Justices poised to strike down Watergate-era campaign finance limits

Supreme Court conservatives signaled Tuesday they are likely to rule in favor of Republicans and President Trump by striking down Watergate-era restrictions on political party campaign financing.

The court has repeatedly said that campaign money is protected as free speech, and the new ruling could allow parties to support their candidates' campaigns with the help of wealthy donors.

For the second day in a row, Trump administration lawyers urge judges repeal the law adopted by Congress. And they seemed to have the support of most conservatives.

The only doubt was whether the case was flawed, since no current candidate challenged the restrictions.

“The parties are greatly weakened,” Judge Brett M. Kavanaugh said. “This court's decisions over the years have cumulatively reduced the power of political parties relative to outside groups, with negative consequences for our constitutional democracy.”

He was referring to regulations that supported unlimited campaign spending by wealthy donors and so-called super PACs.

IN Citizens United In the 2010 case, Chief Justice John G. Roberts Jr. and four other conservatives struck down longstanding limits on campaign spending, including by corporations and labor unions. They did so on the theory that such spending is “independent” of candidates and is protected as free speech under the First Amendment.

Contribution limits for candidates were not affected, they said. These restrictions may be justified by the danger of corruption when money buys political favors. This ushered in a new era of ever-greater political spending, but much of it was kept separate from candidates and parties.

Last year, billionaire Elon Musk spent more than $250 million to support Donald Trump's re-election campaign. He did this with money spent through political action committees rather than directly to Trump or his campaign.

Meanwhile, campaign finance laws limit candidate contributions to $3,500.

Lawyers for the National Republican Senatorial Committee have noted the trend and told the Supreme Court that its decisions “undermine” the basis for some campaign finance restrictions that remain from the 1970s.

Limits on “coordinated party spending” were the topic of discussion Tuesday. After the Watergate scandal, Congress placed limits on the campaign money that could be given to parties and used to finance their candidates.
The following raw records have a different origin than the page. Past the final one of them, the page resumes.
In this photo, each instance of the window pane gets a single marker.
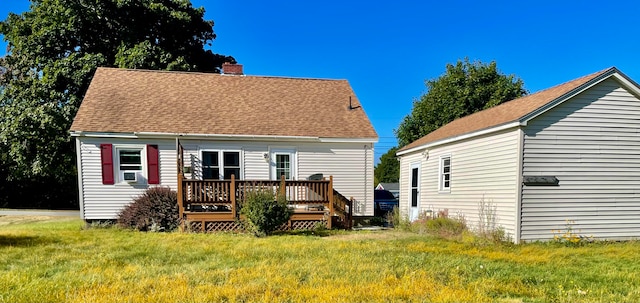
(231, 159)
(414, 197)
(229, 171)
(130, 159)
(283, 166)
(211, 173)
(209, 158)
(414, 177)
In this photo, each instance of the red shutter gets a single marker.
(153, 167)
(106, 156)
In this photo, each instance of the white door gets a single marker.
(414, 194)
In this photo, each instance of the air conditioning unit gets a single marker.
(129, 176)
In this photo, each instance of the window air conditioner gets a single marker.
(129, 176)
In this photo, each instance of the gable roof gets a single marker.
(517, 110)
(144, 101)
(389, 186)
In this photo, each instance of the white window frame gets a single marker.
(141, 174)
(293, 158)
(442, 174)
(221, 161)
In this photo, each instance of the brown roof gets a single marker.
(504, 113)
(127, 101)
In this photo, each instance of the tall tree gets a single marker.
(465, 88)
(388, 170)
(53, 50)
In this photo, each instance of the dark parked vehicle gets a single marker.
(384, 202)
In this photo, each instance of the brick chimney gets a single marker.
(231, 69)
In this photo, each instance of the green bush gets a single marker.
(155, 210)
(264, 212)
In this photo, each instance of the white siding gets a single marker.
(350, 164)
(106, 201)
(481, 168)
(591, 143)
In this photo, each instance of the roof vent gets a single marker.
(231, 69)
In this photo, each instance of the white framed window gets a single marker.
(129, 163)
(283, 163)
(221, 164)
(445, 173)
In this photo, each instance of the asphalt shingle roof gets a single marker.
(510, 111)
(127, 101)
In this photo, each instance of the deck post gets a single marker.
(330, 219)
(180, 193)
(350, 219)
(180, 197)
(283, 186)
(232, 194)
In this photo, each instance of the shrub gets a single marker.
(264, 212)
(155, 210)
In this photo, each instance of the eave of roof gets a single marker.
(161, 102)
(513, 113)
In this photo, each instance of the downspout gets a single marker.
(366, 178)
(518, 210)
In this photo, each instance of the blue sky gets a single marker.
(387, 49)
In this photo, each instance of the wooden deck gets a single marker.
(213, 205)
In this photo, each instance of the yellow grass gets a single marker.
(62, 262)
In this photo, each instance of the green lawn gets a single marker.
(58, 261)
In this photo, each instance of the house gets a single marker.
(134, 127)
(569, 154)
(394, 188)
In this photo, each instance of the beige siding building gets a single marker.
(571, 152)
(255, 128)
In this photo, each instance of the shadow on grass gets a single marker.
(306, 232)
(23, 241)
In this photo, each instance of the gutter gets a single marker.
(137, 135)
(462, 137)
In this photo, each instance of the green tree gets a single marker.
(53, 51)
(388, 170)
(465, 88)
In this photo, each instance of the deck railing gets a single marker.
(224, 196)
(219, 200)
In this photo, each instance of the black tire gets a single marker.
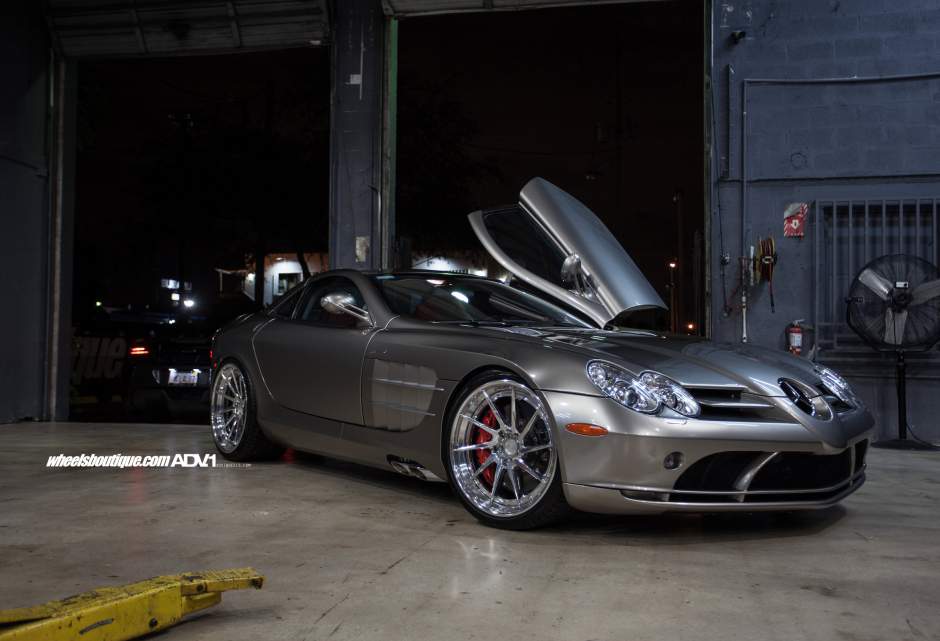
(254, 445)
(550, 508)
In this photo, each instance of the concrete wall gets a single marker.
(24, 209)
(813, 141)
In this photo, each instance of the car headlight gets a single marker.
(836, 384)
(648, 393)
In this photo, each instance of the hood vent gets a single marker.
(736, 405)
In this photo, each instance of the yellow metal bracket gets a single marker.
(125, 612)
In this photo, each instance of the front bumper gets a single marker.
(726, 465)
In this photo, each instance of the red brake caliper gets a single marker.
(481, 436)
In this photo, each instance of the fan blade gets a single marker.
(878, 284)
(925, 291)
(894, 326)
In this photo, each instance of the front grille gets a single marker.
(804, 471)
(788, 476)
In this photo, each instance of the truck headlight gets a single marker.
(648, 393)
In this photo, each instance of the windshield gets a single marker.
(453, 299)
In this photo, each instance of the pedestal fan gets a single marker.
(894, 306)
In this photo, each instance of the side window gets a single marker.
(285, 307)
(312, 310)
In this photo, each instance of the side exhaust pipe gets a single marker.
(413, 468)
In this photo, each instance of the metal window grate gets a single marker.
(849, 234)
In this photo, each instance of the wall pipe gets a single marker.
(792, 81)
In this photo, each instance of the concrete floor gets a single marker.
(354, 553)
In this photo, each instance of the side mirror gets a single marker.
(344, 303)
(574, 278)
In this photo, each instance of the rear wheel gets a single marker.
(501, 454)
(235, 429)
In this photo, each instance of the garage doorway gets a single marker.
(604, 101)
(202, 192)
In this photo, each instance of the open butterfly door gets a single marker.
(556, 244)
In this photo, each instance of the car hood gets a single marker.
(692, 362)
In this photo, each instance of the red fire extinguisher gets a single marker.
(795, 337)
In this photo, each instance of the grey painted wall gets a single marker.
(24, 217)
(808, 142)
(355, 134)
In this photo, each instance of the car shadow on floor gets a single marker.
(658, 529)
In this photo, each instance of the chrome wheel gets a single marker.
(502, 456)
(229, 408)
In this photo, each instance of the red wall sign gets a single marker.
(794, 219)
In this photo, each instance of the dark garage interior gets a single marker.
(619, 88)
(673, 378)
(187, 170)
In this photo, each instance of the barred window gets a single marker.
(849, 234)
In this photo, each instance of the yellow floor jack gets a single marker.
(125, 612)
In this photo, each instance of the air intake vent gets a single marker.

The current donation limit is $44,000, lawyers said.

Washington lawyer Noel Francisco, Trump's attorney general during his first term, urged the court to strike down those restrictions on the grounds that they are outdated and violate free speech.

“The theory is that they are needed to prevent an individual donor from laundering a $44,000 donation through a party to a specific candidate in exchange for official action,” he said.

If a major donor is hoping to curry favor with a congressional candidate, “a potential briber would be better off simply making a large donation to the candidate's favorite super PAC,” Francisco said.

The lawsuit announced Tuesday was filed by then-Sen. J.D. Vance of Ohio and other Republican candidates, and he continued in his role as vice president and possible presidential candidate in 2028.

The Justice Department typically defends federal laws, but in this case the Trump administration switched sides and joined Republicans in calling for an end to party spending limits.

Precedents could prevent this.

In 2001, the Supreme Court narrowly upheld these restrictions on the grounds that direct party support was a kind of contribution rather than an independent expense. But Deputy Attorney General Sarah Harris told the justices on Tuesday that the court's recent decisions have “destroyed” that precedent.

“Parties cannot corrupt candidates, and there is no evidence that donors are laundering bribes by co-opting parties' coordinated spending with candidates,” she said.

Marc Elias, a Democratic lawyer, joined the case in support of judicial restrictions. He said the result would have little to do with speeches or campaign messages.

“I think we're underestimating the actual corruption” that could arise, he said. If a person donates $1 million to a political party while that person has business matters pending before the House or Senate, it's likely it could affect a “tying or deciding vote,” he said.

The only apparent difficulty for the conservative justices arose in matters of procedure.

Washington lawyer Roman Martinez was asked to defend the law and argued that neither Vance nor other Republicans had the legal right to challenge the restrictions. Vance was not a sitting candidate and said the case should be dismissed for that reason.

Some legal observers have noted that the restrictions on parties came in response to evidence that huge donations to President Nixon's re-election campaign came from industry donors seeking government favors.

“Coordinated spending limits are one of the few remaining means of curbing the influence of wealthy special interest groups in our elections,” said Omar Nureldin, senior vice president of litigation at Common Cause. “If the Supreme Court strikes them down, party leaders and wealthy donors will be free to pour nearly unlimited money directly into federal campaigns—the very thing these rules were created to stop.”

Daniel I. Weiner, an election law expert at the Brennan Center, said the justices are well aware of how lifting those restrictions could set the stage for further problems.

“I was amazed at how both sides had to recognize that this case should not be seen in isolation, but as part of a decades-long effort to overturn campaign finance rules,” he said. “These other decisions had many consequences that the court itself failed to foresee.”